In the method disclosed in JP-A No. 288366/2003, the match between respective N-gram elements in a text is calculated in order to calculate the degree of similarity in the text, and those with a high degree of similarity are determined to be “similar text.” For example, when there are the two terms “winodws” and “windows2000” for the entry word “windows”, the character sequence “winodws” appears to be the spelling variation. In this method, the three gram elements “win”, “ind”, “ndo”, “dow”, and “ows” are generated for “windows”; the elements “win”, “ino”, “nod”, “odw”, “dws” are generated for “winodws”; and the three gram elements “win”, “ind”, ndo”, “odw”, “dow”, “ows”, “ws2”, “s20”, “200”, “000” are generated for “windows2000”. The term “windows” is given a (degree of) similarity 1, and “windows2000” is given a similarity of 5. Therefore, the character sequence “windows2000” has a higher degree of similarity than “winodws,” even though “winodws” is the obvious spelling variation (mistake).
SUMMARY OF THE INVENTIONThe present invention, therefore, provides a means for effectively collecting, without omissions, spelling variations occurring in documents centering on a term (e.g., an entry word in a dictionary). The present invention preferably sorts terms considered as potential spelling variations in advance from among a large-scale collection of terms, measures the edit distance adjusted for the cost of terms that are potential spelling variations, and then collects terms considered spelling variations from among the potential spelling variation terms.

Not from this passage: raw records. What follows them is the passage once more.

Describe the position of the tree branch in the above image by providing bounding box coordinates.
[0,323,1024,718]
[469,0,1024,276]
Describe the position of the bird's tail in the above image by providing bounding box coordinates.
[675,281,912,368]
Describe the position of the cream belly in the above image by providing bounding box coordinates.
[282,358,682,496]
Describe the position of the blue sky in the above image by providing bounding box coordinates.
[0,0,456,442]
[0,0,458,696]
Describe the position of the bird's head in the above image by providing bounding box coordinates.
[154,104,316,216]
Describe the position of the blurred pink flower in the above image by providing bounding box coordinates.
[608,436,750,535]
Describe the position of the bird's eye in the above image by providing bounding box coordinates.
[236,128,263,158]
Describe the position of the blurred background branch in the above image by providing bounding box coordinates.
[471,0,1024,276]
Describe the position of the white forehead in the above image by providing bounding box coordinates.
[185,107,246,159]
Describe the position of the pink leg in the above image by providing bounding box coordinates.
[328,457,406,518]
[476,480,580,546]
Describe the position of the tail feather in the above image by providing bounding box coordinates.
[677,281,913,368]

The system of the present invention, utilized for retrieving spelling variations of terms given as queries, is preferably made up of: a term collection section for collecting groups of terms from a text document; a similar term query section for searching the group of similar terms from among the group of terms collected by the term collection section; and a spelling variation query section for retrieving spelling variations of query terms from among the group of terms retrieved by the similar term query section. The similar term query section judges the degree of similarity of two compared terms based on the extent of common usage in adjoining subsequences of a specified length offset by one character. Then the spelling variation query section retrieves the term whose total cost for edit distance with the query term is smaller than the supplied threshold as the true spelling variation for the query term.
The present invention is preferably capable of collecting spelling variations with a high degree of accuracy (without omitting true spelling variations) and with little effort on the user's part. The system is capable of collecting information without omissions even in cases in which there are spelling variations within the retrieval results when retrieving information containing these spelling variations.

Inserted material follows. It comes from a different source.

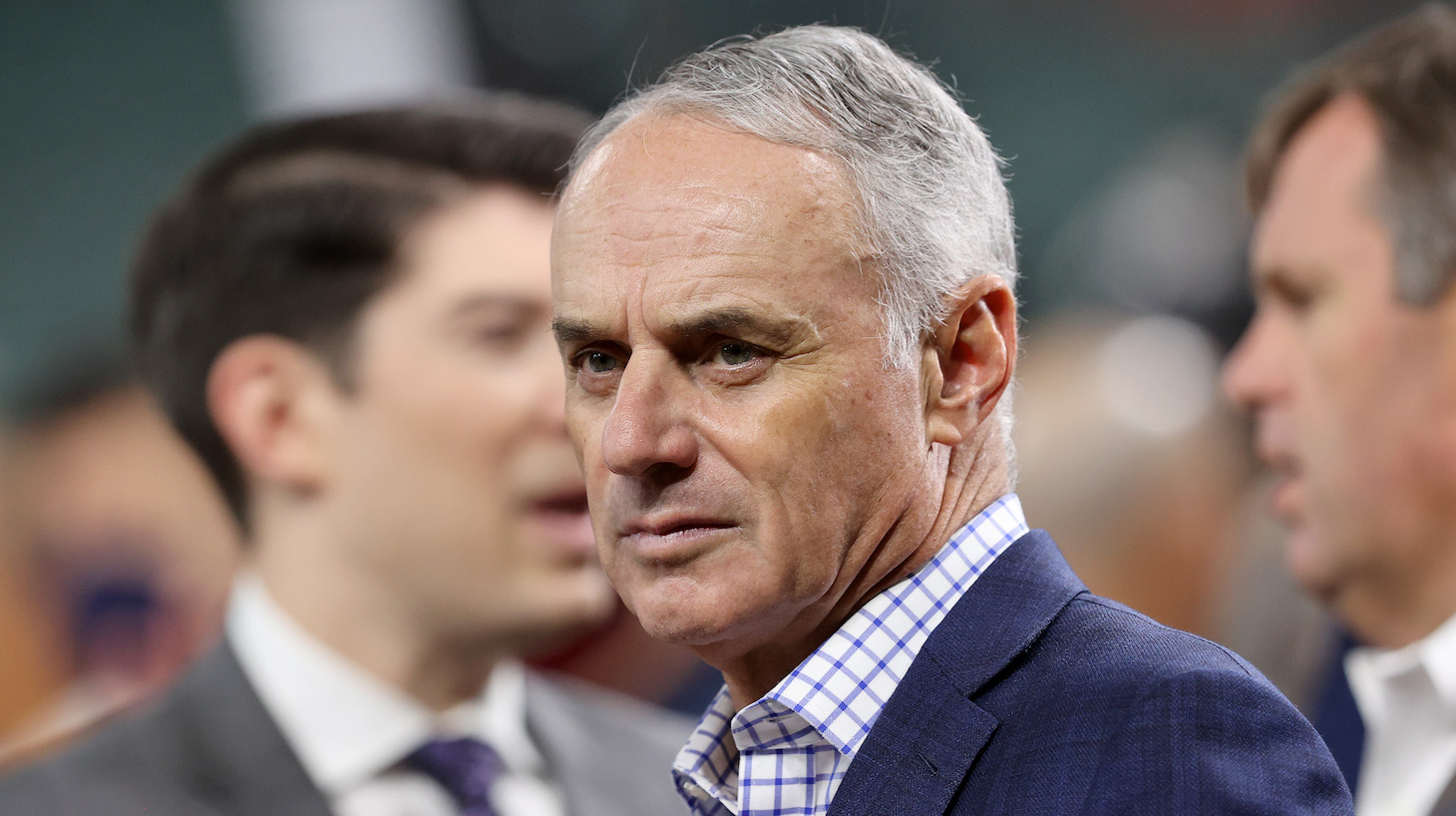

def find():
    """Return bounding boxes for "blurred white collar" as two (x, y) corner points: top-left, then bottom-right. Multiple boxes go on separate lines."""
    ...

BRIEF DESCRIPTION OF THE DRAWINGSFor the present invention to be clearly understood and readily practiced, the present invention will be described in conjunction with the following figures, wherein like reference characters designate the same or similar elements, which figures are incorporated into and constitute a part of the specification, wherein:
The present invention is especially effective in producing spelling improved variation dictionaries.

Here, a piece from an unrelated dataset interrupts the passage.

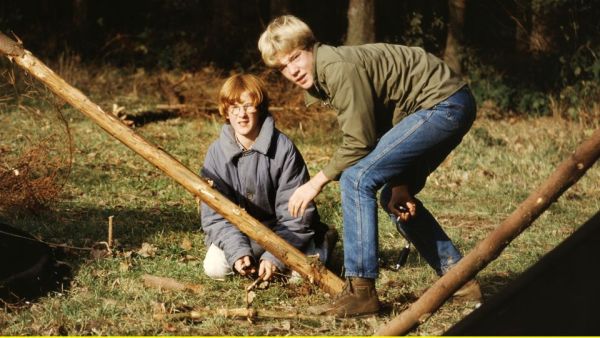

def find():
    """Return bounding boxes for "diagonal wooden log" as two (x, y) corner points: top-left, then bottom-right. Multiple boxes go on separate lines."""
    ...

(375, 129), (600, 336)
(0, 33), (344, 295)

However, the applications of the present invention are not limited to making spelling variation dictionaries and can be incorporated into other technical disciplines by those skilled in the art. The sections comprising the core of the present invention are described in detail in the following and applications for carrying out the invention are described by utilizing specific embodiments thereafter.
In the present invention, candidate spelling variations for entry words are initially collected and the spelling variations further screened (sorted) from among the collected candidates. More specifically, the following process is performed. The example here describes the collection of spelling variations for the term “iccar”.
Initially, the terms requiring a search for spelling variations are prepared. In this case, “iccar” is utilized as described above. Next, terms are taken from document data in a field where the entry words often appear utilizing a pre-existing method. Here to give one example, the terms extracted from the text data by the pre-existing method may be nouns appearing in the text. In the example description, “iccar” often appears in biological fields so terms are extracted from documents in the field of biology and terms such as “ICCAR”, “ICAA”, “aar”, “Schaar”, “CaARN1”, “alpha1aAR” are collected.
Next, terms similar to the entry words (candidate spelling variations for terms) are collected from the collection of extracted terms. The candidates at this time are collected only to the threshold number set by the user in the parameter “k” and are sorted in order of similarity. The method for calculating this similarity in order to collect candidate spelling variations for the term utilizes both an N-grams index and also indexes the terms according to character sequence length for each term extracted by the pre-existing method and entry word.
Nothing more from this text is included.